In the UK, catalogue chain Argos had led the way with click and collect stores that do not display any products and exist only for customers to collect orders.

It’s a strategy that has been a huge success for the catalogue chain, with half of its £4 billion sales now multi-channel.

Click and collect is not as widespread a retail model in Australia as it is in the UK, but that is set to change with TM Lewin’s move and retailers including JB Hi Fi, Australia Post and Coles adopting the concept.

Jim Cooper, spokesperson for Coles, says click and collect is popular with the supermarket’s online customers who do not want to lock in a time to be home for delivery.

“They like the fact that click and collect lets them shop online, but collect their order when it suits them. They also save money by not paying home delivery charges,” says Cooper.

“The click and collect option operates from 43 Coles stores around the country, and is already generating thousands of orders a week.”

Coles is also running a trial where click and collect customers can collect their orders from refrigerated lockers located at Coles Express fuel sites.

“The early results of the trial have been encouraging, but customers tell us it could be improved. For example, by using a pin pad door rather than a obtaining a key from the service assistant,” says Cooper.

Australia Post has started using click and collect parcel locker sites to store goods bought over the internet with those who subscribe to the service receiving a single use six-digit code via SMS and email each time one of their parcels is ready for collection.

“The 24/7 parcel lockers mean customers can pick up their parcels on the way to work, on the way home or even on the weekend,” says Mel Ward, media and communication manager at Australia Post.

“A small trial at a facility in St Kilda resulted in 1,500 customers signing up to use the parcel lockers.

“As a result, we are extending the trial to a further 10 locations in Melbourne, Sydney and Queensland, with plans for a national rollout to further expand this service.”

Brian Walker, retail expert at The Retail Doctor, says the click and collect model represents a move from web-only retailers to multi-channel sales that use “clicks and bricks” together.

“It is the merging of online and the physical store.
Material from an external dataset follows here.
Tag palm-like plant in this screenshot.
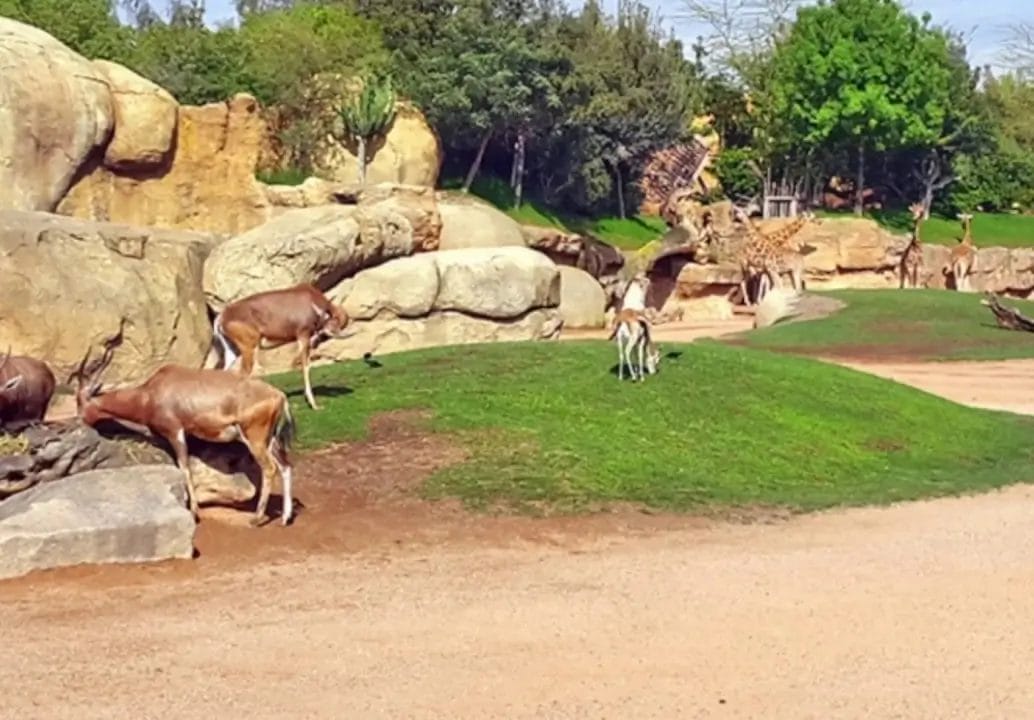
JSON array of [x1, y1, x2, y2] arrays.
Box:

So we know that research and buying online is increasing, but it is a way of providing a technical process and experience of an online order with an in-store example,” says Walker.

“I think we will see more and more of it in Australia, it will just become a standard play in its own right.

“Conceptually, it is not a lot different from days gone by, from having a telephone and getting a retailer to put something aside for you and then collecting it.”

Walker says click and collect is particularly attractive for commodities like basic apparel and groceries with time poor customers who want to control the point of pick up.

2. Kiosk retailing

Forget megastores and big box retailers; the new retail model is for smaller and smaller “kiosk” retail units.

Hairdressing franchise Just Cuts, founded by Denis McFadden, has unveiled a haircutting kiosk at a Westfield shopping centre in the Melbourne suburb of Doncaster, in a bid to attract time-poor consumers.

Luke Manning, Just Cuts business development manager, says the franchise would love to establish more kiosks over the next year.

Manning says the outlay for a normal Just Cuts site – which is typically 30 to 40 square metres – is anywhere between $160,000 and $260,000.  But for a kiosk site a franchisee could be up and running for $100,000, so it could be an ideal option for new franchisees with less capital.

“The kiosk was created for a niche market where an existing owner might want a second salon or for smaller shopping centres,” he says.

“It has been well received and my hope is that we see a lot of them in the next 12 months. We have people on the run coming in and we have had people from every demographic using them.

“For franchisees, it is cheaper. Start up costs are less than half the initial start up costs of a salon and a kiosk is relocatable, so if it’s not working we can move it to another site.”